Qu’est-ce la croissance économique ? En comptabilité nationale, c’est une grandeur économique qui renvoie à l’agrégat PIB et en comptabilité analytique à la valeur ajoutée. C’est une donnée statistique qui se mesure à l’aune de l’évolution du PIB.

Et qu’est-ce qu’un Produit Intérieur Brut (PIB) ? C’est une moyenne arithmétique, couvrant les performances des agents économiques sur un territoire national, qui peuvent ne pas avoir enregistré tous, les mêmes taux de croissance et dont certains, ils sont légion, n’ont pas affiché de croissance du tout. D’où la nécessité de revoir le mode et la base de calcul du PIB en usant de pondérations sectorielles et d’écarts- type.

Revendiquer un taux de croissance de 6 ou 8 voire 10% n’a aucun sens, pris dans l’absolu, s’il n’est pas placé dans son contexte, en s’interrogeant sur qui a réussi quoi ? Nous sommes interpellés aussi par la finalité de toute croissance, en se demandant à qui profiterait-elle ? Traduirait-elle un mieux être des populations ?

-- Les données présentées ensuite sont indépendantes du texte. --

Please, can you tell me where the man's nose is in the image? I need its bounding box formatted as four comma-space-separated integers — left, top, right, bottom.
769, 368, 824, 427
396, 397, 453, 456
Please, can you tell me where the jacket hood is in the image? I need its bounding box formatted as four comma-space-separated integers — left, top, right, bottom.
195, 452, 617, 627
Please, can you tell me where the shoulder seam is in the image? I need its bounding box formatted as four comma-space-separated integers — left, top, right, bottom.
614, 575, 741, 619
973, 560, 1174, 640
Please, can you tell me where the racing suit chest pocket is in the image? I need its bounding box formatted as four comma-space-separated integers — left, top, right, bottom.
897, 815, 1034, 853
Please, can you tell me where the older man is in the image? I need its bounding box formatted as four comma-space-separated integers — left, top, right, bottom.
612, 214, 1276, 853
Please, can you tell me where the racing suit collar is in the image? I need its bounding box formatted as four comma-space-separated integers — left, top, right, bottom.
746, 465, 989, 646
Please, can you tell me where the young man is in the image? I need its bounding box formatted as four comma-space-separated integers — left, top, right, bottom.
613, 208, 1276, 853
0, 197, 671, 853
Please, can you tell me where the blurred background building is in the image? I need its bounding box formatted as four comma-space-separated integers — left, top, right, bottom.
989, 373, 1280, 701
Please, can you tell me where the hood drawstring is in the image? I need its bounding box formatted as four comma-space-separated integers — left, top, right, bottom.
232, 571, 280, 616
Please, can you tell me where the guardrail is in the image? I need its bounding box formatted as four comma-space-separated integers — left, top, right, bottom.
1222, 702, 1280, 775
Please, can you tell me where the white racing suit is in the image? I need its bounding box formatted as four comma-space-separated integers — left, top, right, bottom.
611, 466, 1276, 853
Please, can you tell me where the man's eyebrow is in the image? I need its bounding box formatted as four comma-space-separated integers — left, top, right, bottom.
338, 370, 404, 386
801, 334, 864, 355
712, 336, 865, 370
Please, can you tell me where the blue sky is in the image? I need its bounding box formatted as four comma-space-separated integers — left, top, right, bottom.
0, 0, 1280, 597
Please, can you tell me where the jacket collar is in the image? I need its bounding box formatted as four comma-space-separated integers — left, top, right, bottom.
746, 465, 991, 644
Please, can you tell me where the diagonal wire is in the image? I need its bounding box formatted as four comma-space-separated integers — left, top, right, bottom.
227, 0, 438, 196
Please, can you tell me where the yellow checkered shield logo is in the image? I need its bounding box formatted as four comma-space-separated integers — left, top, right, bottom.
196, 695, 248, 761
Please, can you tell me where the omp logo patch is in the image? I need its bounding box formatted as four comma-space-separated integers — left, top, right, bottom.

S’intéresser à la seule grandeur mathématique de la croissance, sans l’intégrer dans une équation socio-économique me paraît une approche réductrice, car focalisant sur des îlots de croissance, que l’on brandira, comme preuve de bonnes performances. Une telle démarche risque d’occulter des écarts sociaux qui se creusent chaque jour un peu plus. Une économie qui fonctionne à plusieurs vitesses, consolide les seuls oligarques, fragilise la classe moyenne et prodigue l’indigence aux plus démunis.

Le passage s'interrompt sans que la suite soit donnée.